Prooftexts include, Col. 2:11–12; Acts 2:38–39; Rom. 4:11–12; 1 Cor. 7:14; Luke 18:15–16; See Gen. 17:7–9; Gal. 3:9–14; Rom. 11:16​

If you want to know why I baptize (certain) infants, the answer is in the *bolded* portion above, a very plain statement as to the reason. Because the children so described "are in that respect within the covenant." The bottom line for why we (on this side of our divide) baptize infants is because we believe that God has ordered it so to be done, and so we do it. And we don't make unreliable judgments concerning the status of election of our children in order to justify God's directive, _any more than_ we make the equally unreliable judgment concerning the status of election of any adult whom we baptize. When it comes to salvation we simply believe the promise of the gospel: that the Lord will save all those, and only those, who have faith in him; so let this person being baptized hope in the Lord.

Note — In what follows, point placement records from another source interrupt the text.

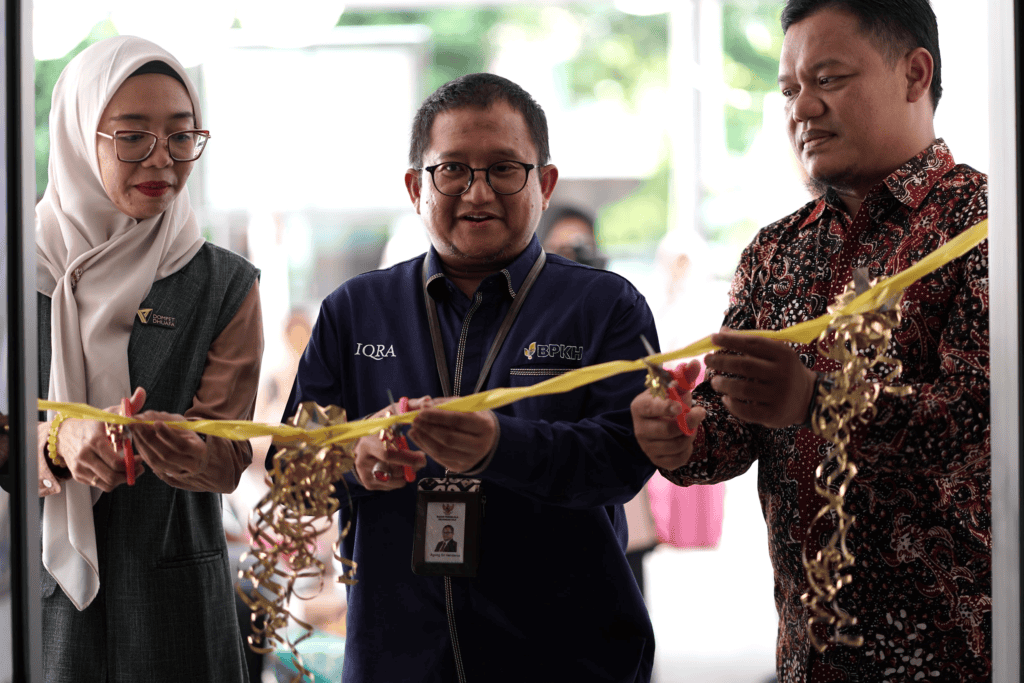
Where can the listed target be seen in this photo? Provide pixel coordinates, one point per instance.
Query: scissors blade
(399, 428)
(653, 367)
(646, 345)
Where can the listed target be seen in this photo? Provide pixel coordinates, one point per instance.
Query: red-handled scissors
(666, 384)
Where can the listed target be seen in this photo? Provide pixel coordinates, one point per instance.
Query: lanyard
(438, 341)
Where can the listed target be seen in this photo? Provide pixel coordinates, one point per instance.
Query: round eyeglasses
(455, 178)
(136, 145)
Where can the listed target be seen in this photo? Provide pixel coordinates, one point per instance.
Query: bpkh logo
(563, 351)
(376, 351)
(146, 316)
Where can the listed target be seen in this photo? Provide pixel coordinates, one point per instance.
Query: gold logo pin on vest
(146, 316)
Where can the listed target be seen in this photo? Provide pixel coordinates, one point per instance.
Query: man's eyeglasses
(455, 178)
(136, 145)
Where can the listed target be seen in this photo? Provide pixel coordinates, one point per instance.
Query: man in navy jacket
(485, 308)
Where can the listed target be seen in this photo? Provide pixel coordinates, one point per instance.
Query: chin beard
(816, 187)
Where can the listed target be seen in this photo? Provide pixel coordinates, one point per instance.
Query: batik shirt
(922, 581)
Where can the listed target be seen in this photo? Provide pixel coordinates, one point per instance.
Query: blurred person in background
(479, 177)
(136, 583)
(569, 231)
(861, 81)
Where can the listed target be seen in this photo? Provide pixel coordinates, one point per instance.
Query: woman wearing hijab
(133, 302)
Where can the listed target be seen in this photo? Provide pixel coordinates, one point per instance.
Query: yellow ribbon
(802, 333)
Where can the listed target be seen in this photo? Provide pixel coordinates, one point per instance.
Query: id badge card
(449, 513)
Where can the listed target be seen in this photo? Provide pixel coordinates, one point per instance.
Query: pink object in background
(686, 516)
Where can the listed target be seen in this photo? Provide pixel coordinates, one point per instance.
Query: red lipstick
(153, 188)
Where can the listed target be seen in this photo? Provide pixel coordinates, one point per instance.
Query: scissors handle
(685, 383)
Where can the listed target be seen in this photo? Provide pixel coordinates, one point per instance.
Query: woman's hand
(88, 453)
(171, 454)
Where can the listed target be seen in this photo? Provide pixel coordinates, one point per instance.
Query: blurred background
(667, 127)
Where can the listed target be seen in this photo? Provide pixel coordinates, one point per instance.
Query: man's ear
(549, 178)
(413, 186)
(920, 70)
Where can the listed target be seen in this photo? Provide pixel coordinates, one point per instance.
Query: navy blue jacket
(553, 599)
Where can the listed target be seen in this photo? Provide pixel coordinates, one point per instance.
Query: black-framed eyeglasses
(136, 145)
(455, 178)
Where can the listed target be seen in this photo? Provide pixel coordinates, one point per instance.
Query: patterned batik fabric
(922, 583)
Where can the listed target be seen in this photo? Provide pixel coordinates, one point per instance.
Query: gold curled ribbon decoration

Here's a second quote from your earlier post:


Loopie said:


> By engaging in infant-baptism we make the unwarranted assumption that we KNOW who the Elect are, and that our children are guaranteed to be part of that elect.


I hope it is clear to you that in order for you to say this about us at all, you must superimpose your understanding of baptism on us. I'm not sure where you would have to go in order to find a Reformed paedo-baptist who believes anything remotely like this. ONLY (some?) credobaptists make ANY attempt to baptize on the basis of scrying election. If you followed carefully what I said in the above section, you noted there the explicit denial that for us baptism is based on supposed knowledge of election (or good guesswork)--whether that be for an infant, OR for an adult. This is because the facts of election are not within the purview of any human being.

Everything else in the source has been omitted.